Unified Linear Algebraic/Möbius/Taylor Viewpoints: The Weighted Möbius Score framework (Jiang et al., 2023) subsumes most attribution methods as linear reweightings over Möbius interaction dividends, enabling principled design and efficient analysis via vector space methods. The Taylor interaction frameworks further clarify allocation of both independent and interaction effects and establish completeness and fair-share criteria as key to faithful attributions (Deng et al., 2023, Deng et al., 2021).
Feature Attribution from First Principles: By constructing attributions for indicator functions and composing via linearity and continuity, all standard methods—including Shapley, Integrated Gradients, and partial dependence—arise as special cases of integration against appropriately chosen measures, enabling closed-form attributions for piecewise-linear networks and novel optimization strategies for metric-based feature selection (Taimeskhanov et al., 30 May 2025).
Score-based Attribution in Data Management: Actual causality, tuple responsibility, and Shapley-based scores define and align attribution in databases and explainable machine learning, with complexity and tractability determined by the structure of queries and by the compilation of classifiers into decomposable circuits (Bertossi, 2023, Azua et al., 18 Mar 2025).

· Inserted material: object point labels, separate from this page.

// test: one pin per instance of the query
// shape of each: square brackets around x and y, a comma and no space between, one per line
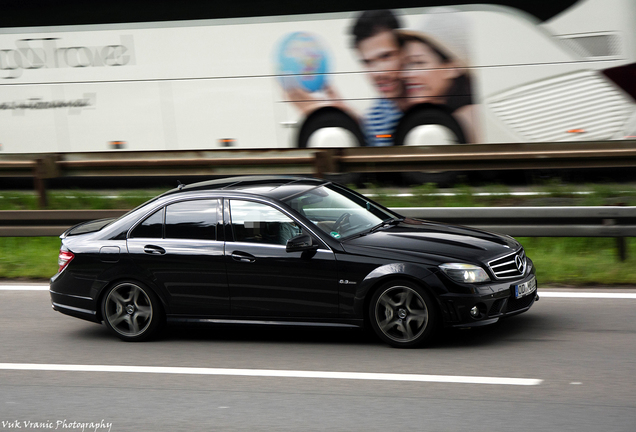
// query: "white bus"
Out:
[434,75]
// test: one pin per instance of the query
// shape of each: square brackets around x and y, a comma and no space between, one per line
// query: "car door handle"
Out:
[154,250]
[243,257]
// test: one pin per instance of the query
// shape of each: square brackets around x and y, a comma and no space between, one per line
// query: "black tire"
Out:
[428,115]
[132,311]
[402,314]
[328,117]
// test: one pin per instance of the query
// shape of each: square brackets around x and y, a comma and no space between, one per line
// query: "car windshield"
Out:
[338,211]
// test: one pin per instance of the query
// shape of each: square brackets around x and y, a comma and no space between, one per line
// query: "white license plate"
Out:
[526,288]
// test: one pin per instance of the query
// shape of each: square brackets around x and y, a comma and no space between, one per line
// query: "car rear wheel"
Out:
[402,314]
[131,311]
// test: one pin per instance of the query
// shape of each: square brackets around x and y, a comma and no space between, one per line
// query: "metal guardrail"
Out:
[228,161]
[616,222]
[318,162]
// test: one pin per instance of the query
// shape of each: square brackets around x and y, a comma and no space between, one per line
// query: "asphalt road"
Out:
[581,351]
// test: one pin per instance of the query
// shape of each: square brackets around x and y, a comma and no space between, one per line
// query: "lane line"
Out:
[272,373]
[592,295]
[24,287]
[554,294]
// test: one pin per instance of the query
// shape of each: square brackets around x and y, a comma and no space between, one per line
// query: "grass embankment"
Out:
[559,261]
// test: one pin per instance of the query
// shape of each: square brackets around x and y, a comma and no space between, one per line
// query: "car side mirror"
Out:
[300,243]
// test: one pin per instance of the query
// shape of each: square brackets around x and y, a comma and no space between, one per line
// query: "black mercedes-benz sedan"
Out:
[291,251]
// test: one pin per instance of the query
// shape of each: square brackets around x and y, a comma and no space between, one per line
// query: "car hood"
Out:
[439,242]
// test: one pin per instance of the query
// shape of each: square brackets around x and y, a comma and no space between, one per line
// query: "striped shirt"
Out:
[380,122]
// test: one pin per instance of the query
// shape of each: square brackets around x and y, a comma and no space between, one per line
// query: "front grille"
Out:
[509,266]
[515,304]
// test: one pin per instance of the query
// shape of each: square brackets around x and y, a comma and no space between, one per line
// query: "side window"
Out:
[259,223]
[152,227]
[196,219]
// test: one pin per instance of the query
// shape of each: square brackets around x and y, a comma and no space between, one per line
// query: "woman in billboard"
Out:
[437,82]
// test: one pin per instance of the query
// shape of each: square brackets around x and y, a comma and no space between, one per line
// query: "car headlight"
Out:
[466,273]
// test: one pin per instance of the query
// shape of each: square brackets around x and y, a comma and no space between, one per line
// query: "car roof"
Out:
[277,187]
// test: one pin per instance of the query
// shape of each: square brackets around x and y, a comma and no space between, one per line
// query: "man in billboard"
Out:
[379,50]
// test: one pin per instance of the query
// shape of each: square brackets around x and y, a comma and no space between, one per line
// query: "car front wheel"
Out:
[402,314]
[131,311]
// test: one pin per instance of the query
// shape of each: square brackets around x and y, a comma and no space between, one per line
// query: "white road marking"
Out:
[592,295]
[272,373]
[24,287]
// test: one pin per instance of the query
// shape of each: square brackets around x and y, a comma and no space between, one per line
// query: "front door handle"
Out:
[243,257]
[154,250]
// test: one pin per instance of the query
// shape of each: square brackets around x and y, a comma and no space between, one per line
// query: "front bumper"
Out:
[494,301]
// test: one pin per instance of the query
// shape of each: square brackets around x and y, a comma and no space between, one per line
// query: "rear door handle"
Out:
[242,257]
[154,250]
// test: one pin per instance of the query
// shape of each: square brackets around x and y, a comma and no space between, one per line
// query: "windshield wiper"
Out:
[386,223]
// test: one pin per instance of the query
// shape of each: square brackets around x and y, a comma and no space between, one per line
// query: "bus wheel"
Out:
[426,127]
[330,127]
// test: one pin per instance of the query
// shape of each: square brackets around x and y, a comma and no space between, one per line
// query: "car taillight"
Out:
[64,258]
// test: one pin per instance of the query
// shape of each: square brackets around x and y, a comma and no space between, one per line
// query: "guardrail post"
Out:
[621,245]
[323,163]
[45,167]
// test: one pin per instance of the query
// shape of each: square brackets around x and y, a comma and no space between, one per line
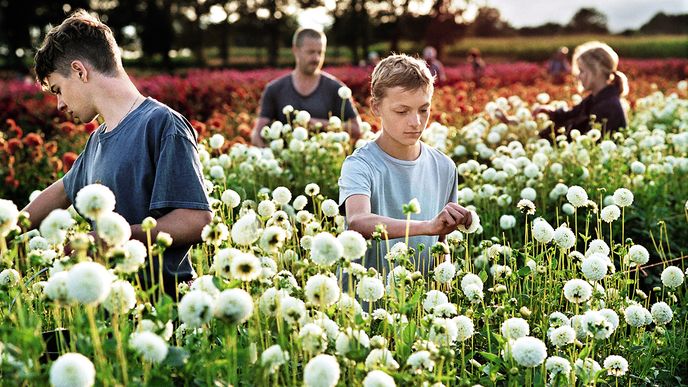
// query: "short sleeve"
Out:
[349,110]
[178,176]
[355,179]
[268,108]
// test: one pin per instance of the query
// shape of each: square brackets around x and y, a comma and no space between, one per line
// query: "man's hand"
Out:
[449,218]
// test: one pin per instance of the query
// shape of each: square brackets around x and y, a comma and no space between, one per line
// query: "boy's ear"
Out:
[375,107]
[79,68]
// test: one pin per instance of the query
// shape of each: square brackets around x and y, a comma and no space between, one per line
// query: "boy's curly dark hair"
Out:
[80,37]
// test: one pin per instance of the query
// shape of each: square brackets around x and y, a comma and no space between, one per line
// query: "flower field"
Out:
[573,275]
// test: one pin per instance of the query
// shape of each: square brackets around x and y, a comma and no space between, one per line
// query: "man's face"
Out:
[310,55]
[70,96]
[404,114]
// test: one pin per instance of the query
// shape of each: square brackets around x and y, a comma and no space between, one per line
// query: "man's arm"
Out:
[51,198]
[353,127]
[183,225]
[256,138]
[360,219]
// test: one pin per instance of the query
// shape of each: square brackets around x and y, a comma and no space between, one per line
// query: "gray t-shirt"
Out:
[150,162]
[390,183]
[322,103]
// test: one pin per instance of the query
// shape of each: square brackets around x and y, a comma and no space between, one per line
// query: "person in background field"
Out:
[595,66]
[559,66]
[477,66]
[434,64]
[307,88]
[144,152]
[379,178]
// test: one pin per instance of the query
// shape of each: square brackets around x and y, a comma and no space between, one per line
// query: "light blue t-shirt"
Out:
[390,183]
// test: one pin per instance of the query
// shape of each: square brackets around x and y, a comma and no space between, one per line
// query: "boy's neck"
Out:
[398,150]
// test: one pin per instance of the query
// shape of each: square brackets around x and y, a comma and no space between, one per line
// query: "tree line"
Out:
[156,27]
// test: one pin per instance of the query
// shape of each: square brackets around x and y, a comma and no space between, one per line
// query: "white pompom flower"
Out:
[150,346]
[377,378]
[353,244]
[89,283]
[321,371]
[529,351]
[54,227]
[326,249]
[113,228]
[72,370]
[195,308]
[122,297]
[672,277]
[234,306]
[623,197]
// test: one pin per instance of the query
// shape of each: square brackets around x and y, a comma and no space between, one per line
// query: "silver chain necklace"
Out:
[128,111]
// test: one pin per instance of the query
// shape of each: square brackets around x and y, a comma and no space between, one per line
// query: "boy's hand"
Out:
[449,218]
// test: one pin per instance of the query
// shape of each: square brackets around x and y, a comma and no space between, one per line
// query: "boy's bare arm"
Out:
[360,219]
[51,198]
[184,226]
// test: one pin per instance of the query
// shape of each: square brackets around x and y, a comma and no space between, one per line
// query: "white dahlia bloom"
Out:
[672,277]
[245,231]
[610,213]
[321,371]
[381,358]
[377,378]
[353,244]
[661,313]
[623,197]
[515,328]
[370,289]
[113,228]
[322,290]
[273,357]
[564,237]
[195,308]
[577,196]
[577,291]
[326,249]
[54,227]
[94,200]
[594,267]
[615,365]
[72,370]
[234,306]
[122,297]
[245,267]
[89,283]
[529,351]
[150,346]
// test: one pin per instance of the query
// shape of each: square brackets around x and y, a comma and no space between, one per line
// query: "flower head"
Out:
[72,370]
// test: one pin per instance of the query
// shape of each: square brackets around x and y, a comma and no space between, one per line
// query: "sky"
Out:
[621,14]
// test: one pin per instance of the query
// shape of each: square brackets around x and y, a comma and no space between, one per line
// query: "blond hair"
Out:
[400,70]
[603,59]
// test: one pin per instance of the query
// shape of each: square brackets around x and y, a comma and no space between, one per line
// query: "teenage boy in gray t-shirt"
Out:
[382,176]
[144,152]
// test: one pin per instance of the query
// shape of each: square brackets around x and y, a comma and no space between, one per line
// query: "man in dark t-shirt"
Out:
[144,152]
[307,88]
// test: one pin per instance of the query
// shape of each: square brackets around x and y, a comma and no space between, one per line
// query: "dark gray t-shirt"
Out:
[390,183]
[323,102]
[150,162]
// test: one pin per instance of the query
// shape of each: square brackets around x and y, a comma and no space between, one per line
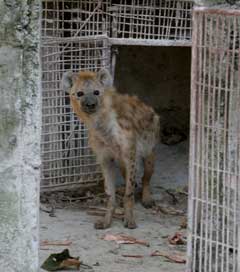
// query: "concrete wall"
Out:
[20,117]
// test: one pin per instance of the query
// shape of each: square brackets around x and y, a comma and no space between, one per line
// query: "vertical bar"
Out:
[192,182]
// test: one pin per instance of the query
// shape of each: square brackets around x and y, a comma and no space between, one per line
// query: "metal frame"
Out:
[213,216]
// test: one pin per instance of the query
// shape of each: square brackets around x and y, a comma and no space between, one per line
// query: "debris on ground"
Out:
[59,261]
[132,256]
[124,239]
[183,224]
[177,239]
[177,258]
[100,211]
[166,209]
[55,243]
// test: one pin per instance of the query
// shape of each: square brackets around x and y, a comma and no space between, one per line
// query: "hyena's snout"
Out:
[90,103]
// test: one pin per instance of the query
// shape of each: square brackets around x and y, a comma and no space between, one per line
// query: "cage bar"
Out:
[151,22]
[67,160]
[215,142]
[74,18]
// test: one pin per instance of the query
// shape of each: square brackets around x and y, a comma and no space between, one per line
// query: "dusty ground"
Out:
[74,224]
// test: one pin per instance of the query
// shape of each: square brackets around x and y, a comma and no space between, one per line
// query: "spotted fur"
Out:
[122,129]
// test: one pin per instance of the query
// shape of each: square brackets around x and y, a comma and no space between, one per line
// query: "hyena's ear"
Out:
[105,77]
[68,81]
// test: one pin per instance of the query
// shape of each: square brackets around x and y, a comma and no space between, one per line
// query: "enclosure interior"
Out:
[160,76]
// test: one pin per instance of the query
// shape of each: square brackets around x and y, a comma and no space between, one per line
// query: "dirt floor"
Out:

7. Research Directions and Open Challenges

Cross-domain Generalization: Extension of score-based attribution frameworks and evaluation metrics from image and text to settings such as generative models (e.g., diffusion), database management, and black-box anomaly detection remains an area of active research.
Higher-order Interactions and Global Explanations: Principled attribution of multifeature interactions and global importance across datasets or model classes challenges current scalability and interpretability. Approaches based on Taylor expansions, Möbius weights, and submodular aggregation offer promising directions.
Adversarial Robustness and Counterfactual Explanations: Probing attribution method stability under input perturbation, adversarial attack, or distributional shift is essential for reliable deployment and for connecting explanations to true model reasoning.
Evaluation Fidelity and Benchmark Quality: Ongoing work is needed to construct benchmarks satisfying functional, distributional, verifiability, and sensitivity requirements, and to develop domain-appropriate ground truth or indirect metrics when exact attribution is unattainable.
Optimization of Attributions: Explicit methods for tuning or learning the scoring measure (e.g., submodular function learning, measure-based composition, or reference optimization) can directly maximize desired evaluation metrics such as recall, precision, or class-specific accuracy (Taimeskhanov et al., 30 May 2025, Manupriya et al., 2021).

Score-based attribution analysis has established itself as a powerful and theoretically structured paradigm for interpreting model predictions, understanding data influence, and guiding auditing or debugging in complex systems. The field is characterized by rigorous mathematical underpinnings, evolving domain-specific extensions, and ongoing methodological scrutiny regarding evaluation correctness and real-world utility.